An hierarchical file "cmip5.cdl" (included below) contains top-level
groups "cesm", "ecmwf", and "giss" with RCP 8.5 simulations.
Each group would naturally contain its model-specific metadata as
group attributes. Yet all three groups are from the RCP 8.5 scenario.
Should a future version of CF discuss/adopt conventions such that the
RCP 8.5 metadata (e.g., "Scenario" below) could be placed once as
global metadata at the root level of cmip5.cdl where it would
therefore apply (through inheritance) to each top-level group?

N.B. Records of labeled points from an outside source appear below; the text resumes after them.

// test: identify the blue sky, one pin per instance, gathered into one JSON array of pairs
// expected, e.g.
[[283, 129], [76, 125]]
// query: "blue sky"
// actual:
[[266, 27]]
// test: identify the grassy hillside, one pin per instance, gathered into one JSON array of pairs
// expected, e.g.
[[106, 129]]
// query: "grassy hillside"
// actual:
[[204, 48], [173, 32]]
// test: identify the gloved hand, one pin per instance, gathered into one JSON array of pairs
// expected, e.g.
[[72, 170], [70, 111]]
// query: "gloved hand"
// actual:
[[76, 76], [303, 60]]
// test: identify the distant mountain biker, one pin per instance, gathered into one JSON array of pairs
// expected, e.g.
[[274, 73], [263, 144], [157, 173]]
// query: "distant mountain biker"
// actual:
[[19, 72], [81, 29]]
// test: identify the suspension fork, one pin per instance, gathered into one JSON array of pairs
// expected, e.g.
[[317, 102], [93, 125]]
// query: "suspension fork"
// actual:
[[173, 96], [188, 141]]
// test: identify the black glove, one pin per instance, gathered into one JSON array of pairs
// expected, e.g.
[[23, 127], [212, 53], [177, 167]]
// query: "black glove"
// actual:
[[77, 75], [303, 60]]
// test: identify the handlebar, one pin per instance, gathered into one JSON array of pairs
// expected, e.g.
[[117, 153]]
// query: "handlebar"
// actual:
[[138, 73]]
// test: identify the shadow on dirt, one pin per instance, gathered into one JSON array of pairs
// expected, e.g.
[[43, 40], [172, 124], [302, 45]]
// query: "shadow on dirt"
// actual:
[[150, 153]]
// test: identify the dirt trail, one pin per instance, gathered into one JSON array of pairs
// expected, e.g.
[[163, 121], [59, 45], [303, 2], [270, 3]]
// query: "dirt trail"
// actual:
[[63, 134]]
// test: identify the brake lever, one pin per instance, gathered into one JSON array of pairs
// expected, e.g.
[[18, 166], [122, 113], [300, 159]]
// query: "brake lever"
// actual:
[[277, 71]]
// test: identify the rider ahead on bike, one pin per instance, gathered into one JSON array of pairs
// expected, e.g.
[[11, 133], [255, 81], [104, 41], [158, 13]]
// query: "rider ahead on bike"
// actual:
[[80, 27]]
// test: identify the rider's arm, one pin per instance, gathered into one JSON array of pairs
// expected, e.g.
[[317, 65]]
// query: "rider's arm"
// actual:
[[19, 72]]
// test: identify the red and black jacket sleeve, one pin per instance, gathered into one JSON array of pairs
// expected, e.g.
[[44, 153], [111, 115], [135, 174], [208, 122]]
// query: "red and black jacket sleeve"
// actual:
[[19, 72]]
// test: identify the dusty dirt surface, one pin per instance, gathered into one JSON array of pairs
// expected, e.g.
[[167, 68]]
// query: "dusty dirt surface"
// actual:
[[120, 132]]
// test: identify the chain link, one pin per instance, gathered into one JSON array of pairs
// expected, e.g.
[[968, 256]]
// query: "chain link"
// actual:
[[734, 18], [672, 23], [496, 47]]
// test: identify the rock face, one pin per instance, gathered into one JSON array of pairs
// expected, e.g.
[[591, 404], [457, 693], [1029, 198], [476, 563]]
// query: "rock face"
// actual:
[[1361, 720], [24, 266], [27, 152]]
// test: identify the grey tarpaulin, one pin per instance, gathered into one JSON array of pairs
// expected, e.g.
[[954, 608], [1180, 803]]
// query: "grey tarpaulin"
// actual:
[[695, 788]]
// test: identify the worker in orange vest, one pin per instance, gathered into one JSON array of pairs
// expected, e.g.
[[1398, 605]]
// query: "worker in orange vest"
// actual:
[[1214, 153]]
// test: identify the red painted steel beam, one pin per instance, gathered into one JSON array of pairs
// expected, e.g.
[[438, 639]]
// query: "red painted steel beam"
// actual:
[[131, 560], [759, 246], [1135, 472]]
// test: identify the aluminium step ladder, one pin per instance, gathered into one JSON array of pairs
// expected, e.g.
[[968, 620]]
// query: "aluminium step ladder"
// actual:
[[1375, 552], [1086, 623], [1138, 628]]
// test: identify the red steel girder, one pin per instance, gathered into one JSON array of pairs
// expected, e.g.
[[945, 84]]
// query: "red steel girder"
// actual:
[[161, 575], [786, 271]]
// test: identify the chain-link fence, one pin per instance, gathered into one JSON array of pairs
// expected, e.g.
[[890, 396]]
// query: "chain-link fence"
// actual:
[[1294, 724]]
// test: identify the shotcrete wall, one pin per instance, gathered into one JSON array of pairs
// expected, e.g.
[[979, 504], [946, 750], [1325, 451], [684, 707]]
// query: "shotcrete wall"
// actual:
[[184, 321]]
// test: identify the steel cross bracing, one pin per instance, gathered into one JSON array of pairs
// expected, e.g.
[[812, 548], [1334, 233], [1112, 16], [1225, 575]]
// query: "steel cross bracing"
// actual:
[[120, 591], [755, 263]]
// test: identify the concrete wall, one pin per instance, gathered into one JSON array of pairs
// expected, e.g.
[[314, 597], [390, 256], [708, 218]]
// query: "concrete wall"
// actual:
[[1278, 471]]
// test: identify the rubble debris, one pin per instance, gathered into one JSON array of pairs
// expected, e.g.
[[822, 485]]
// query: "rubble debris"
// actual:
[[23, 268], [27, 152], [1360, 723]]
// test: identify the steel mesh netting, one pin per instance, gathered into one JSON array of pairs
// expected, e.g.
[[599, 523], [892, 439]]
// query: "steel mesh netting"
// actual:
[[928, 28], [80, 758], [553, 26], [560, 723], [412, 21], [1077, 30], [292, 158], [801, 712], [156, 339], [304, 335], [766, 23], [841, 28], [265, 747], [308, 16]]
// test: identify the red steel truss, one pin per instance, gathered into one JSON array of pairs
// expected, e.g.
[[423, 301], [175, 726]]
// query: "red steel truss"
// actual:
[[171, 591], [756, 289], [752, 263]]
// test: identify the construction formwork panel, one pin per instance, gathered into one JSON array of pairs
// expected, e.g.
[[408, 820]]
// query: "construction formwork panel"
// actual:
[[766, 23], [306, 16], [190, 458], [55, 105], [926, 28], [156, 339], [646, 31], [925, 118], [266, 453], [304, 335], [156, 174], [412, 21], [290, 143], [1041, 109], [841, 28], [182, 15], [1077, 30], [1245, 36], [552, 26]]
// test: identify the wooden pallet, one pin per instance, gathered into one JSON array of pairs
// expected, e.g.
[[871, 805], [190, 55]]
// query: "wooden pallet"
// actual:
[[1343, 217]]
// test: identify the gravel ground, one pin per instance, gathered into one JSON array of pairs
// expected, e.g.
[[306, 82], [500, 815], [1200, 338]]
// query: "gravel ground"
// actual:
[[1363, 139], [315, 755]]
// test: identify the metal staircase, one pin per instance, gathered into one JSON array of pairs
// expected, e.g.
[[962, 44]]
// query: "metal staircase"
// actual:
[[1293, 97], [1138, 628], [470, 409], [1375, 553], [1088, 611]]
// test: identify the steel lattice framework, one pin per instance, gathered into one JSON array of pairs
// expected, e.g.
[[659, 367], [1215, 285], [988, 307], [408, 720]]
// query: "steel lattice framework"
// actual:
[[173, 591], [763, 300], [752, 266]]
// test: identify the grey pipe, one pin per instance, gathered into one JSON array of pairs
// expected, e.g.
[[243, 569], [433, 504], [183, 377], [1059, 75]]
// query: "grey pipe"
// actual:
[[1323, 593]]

An equivalent example would be where the hierarchical file contains
as groups an ensemble of realizations of a specific model. In that
case, would it be OK to put the model-generic metadata at the root
level such that each ensemble-realization-group would inherit it?
If group attribute inheritance is not supported then many hierarchical
files will have a lot of duplicated metadata (including "Conventions"
and "history" attributes).

CDL example discussed is appended below.
Please excuse the lack of CF annotations/compliance :)
Wanted to keep it short and oriented toward issue at hand.

Best,
cz

// ncgen -k netCDF-4 -b -o ~/nco/data/cmip5.nc ~/nco/data/cmip5.cdl

netcdf cmip5 {
  :Conventions = "CF-2.x";
  :history = "yada yada yada";
  :Scenario = "RCP 8.5";

  group: cesm {
  dimensions:
  time=unlimited;
  variables:
  float tas(time);
  :Model = "CESM";
  data:
  tas=272,272,272,272;
  } // end cesm

  group: ecmwf {
  dimensions:
  time=unlimited;
  variables:
  float tas(time);
  :Model = "ECMWF";
  data:
  tas=273,273,273,273;
  } // end ecmwf

  group: giss {
  dimensions:
  time=unlimited;
  variables:
  float tas(time);
  :Model = "GISS";
  data:
  tas=274,274,274,274;
  } // end gfdl

} // end root group


Le 17/09/2013 02:10, Bryan Lawrence a ?crit :
> Hi Folks
>
> CMIP5 is illuminating in a number of ways ... not least because it is
> impossible to come up with a *natural* hierarchy for consumers of the
> data (as opposed to the producers). But even the producers have
> different ways of organising their material (running members of
> different ensembles all at once, or all members of one ensemble at
> once), then the data has to be published and versioned ... and all of a
> sudden there is no natural hierarchy for CMIP5 (although everyone will
> have their own idea of what it could be ... )
>
> The advantage of a flat system of objects, which can be linked into
> multiple hierarchies by a layer of metadata/indirection (call it what
> you like) becomes obvious in that context ... you can do faceted browse
> (and faceted assemblage of groups). So it's not so obvious to me that
> Charlie's examples are so compelling ... (indeed, even the NASA examples
> aren't so compelling when you consider some of the data use, which
> immediately requires us to extract and replicate the data into smaller
> granules in some cases ...)
>
> Which leads me naturally onto CF. I think there *is* a case for thinking
> about how we use hierarchical attributes in CF (indeed, we've just been
> arguing about it in another context with the concept of file attributes
> and variable attributes). We could resolve this once and for all by
> establishing a convention for CF which says how we *will* do group
> attributes as they become necessary. (I still think we will eventually
> want vector concepts more naturally represented in files, even though I
> think files should not be our one view of the world.)
>
> However, the argument about file and field attributes applies here. What
> (I think) we're talking about (thus far) for groups is metadata
> aggregation and is simply a *file based convention* for simplifying
> storage, so that when the file gets unpacked, the data model says the
> attributes are owned by each individual group member. If it's just that
> on the table, then I'm OK with this.
>
> The scope issue on the other hand, opens a can of worms, and I hope I've
> demonstrated with the CMIP5 preamble, that' it wont be that obvious to
> resolve.
>
> Bryan

-- 
Charlie Zender, Earth System Sci. & Computer Sci.